LLM Plausibility Bias
Jump to navigation
Jump to search
An LLM Plausibility Bias is an LLM bias that prioritizes generating plausible-sounding text over factually or logically correct content.
- AKA: LLM Plausibility-Over-Correctness Bias, LLM Surface Plausibility Preference, LLM Coherence-Over-Accuracy Tendency.
- Context:
- It can typically generate Convincing-Sounding Explanations without factual accuracy.
- It can typically favor Linguistic Fluency over logical validity.
- It can typically produce Superficial Coherence at expense of deep correctness.
- It can often manifest in Technical Domains requiring precise reasoning.

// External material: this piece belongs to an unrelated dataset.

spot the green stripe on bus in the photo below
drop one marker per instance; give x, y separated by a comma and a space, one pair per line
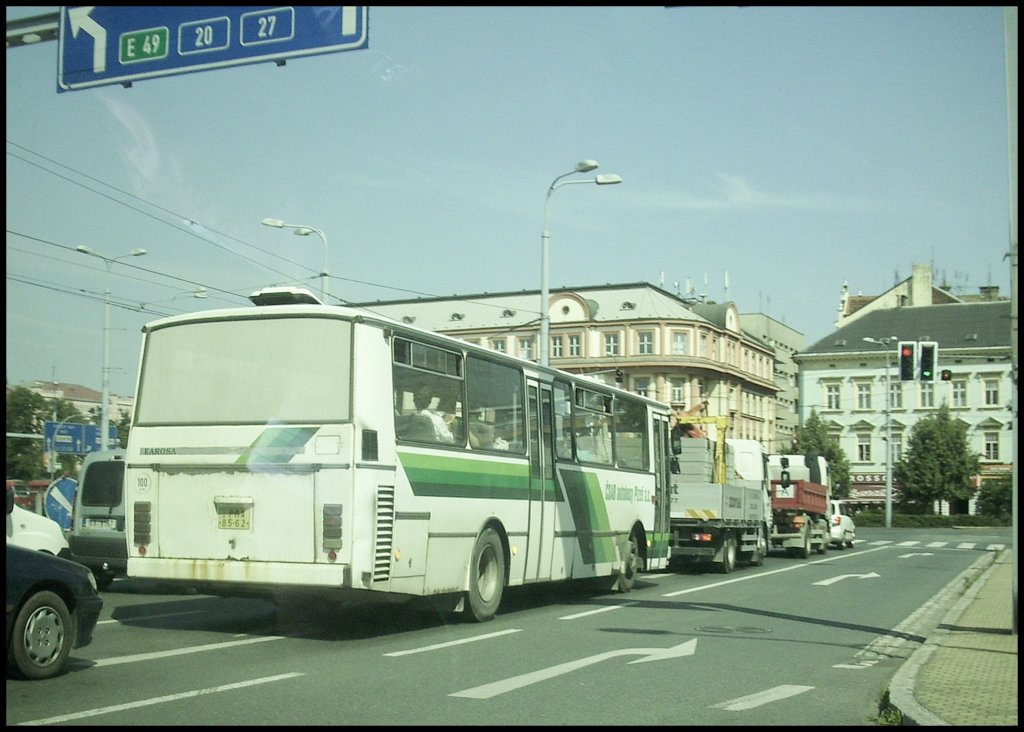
464, 477
278, 444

- It can often mislead Non-Expert Users through authoritative tone.
- It can often result from Training Objectives emphasizing text likelihood.
- It can range from being a Mild LLM Plausibility Bias to being a Severe LLM Plausibility Bias, depending on its deviation magnitude.

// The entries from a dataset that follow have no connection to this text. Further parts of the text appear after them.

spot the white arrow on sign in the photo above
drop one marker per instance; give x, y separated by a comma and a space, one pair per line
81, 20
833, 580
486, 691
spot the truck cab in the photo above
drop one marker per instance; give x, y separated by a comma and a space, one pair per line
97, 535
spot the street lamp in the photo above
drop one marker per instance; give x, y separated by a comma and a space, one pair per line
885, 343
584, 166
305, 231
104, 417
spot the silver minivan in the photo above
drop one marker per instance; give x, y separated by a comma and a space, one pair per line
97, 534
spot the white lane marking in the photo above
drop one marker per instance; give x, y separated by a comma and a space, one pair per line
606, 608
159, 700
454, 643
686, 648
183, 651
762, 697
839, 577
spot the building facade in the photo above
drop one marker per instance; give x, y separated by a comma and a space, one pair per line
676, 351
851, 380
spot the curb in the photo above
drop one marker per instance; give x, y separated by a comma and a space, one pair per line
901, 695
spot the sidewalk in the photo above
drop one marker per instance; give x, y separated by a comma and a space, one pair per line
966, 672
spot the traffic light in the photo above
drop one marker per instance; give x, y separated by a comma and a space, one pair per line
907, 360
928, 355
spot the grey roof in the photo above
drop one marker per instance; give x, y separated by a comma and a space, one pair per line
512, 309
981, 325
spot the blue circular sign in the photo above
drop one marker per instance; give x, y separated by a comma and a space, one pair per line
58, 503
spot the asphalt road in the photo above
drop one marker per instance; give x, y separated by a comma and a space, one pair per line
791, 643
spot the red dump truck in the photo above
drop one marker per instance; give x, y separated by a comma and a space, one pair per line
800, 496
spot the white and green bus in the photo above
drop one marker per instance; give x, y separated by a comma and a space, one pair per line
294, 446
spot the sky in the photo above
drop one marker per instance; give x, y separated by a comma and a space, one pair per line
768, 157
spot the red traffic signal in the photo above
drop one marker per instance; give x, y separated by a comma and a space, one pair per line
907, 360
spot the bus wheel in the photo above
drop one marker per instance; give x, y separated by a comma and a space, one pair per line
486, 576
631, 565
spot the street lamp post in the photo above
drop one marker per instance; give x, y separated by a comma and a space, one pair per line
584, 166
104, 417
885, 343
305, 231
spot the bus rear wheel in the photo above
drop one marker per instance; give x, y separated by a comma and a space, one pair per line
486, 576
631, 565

- It can range from being a Detectable LLM Plausibility Bias to being a Hidden LLM Plausibility Bias, depending on its observability level.
- It can range from being a Domain-Specific LLM Plausibility Bias to being a Universal LLM Plausibility Bias, depending on its occurrence scope.

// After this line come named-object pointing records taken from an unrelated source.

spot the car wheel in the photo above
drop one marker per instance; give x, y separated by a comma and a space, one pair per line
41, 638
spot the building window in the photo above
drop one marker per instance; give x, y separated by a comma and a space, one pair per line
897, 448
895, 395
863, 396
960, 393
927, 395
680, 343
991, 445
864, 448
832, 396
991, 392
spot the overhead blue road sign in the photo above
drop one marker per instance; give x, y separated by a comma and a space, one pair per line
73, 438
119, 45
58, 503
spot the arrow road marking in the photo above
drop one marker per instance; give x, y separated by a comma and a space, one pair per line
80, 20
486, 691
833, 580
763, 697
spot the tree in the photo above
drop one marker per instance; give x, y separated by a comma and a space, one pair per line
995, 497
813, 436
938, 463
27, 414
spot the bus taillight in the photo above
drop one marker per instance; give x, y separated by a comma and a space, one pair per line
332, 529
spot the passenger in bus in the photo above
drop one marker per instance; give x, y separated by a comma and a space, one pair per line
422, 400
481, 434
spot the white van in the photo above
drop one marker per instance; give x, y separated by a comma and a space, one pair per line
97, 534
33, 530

- It can range from being a Mitigatable LLM Plausibility Bias to being a Fundamental LLM Plausibility Bias, depending on its correction potential.
- ...
- Example:
- Domain-Specific LLM Plausibility Biases, such as:
- Manifestation Patterns, such as:
- Using Technical Jargon without proper application.
- Creating Smooth Transitions between incompatible ideas.
- ...
- Counter-Example:
- LLM Factual Accuracy, which prioritizes correctness over plausibility.
- LLM Uncertainty Expression, which acknowledges knowledge limitations.
- See: LLM Bias, LLM Limitation, LLM Conceptual Conflation Error, LLM Reasoning Coherence Measure, Cognitive Bias, AI System Bias, Natural Language Generation.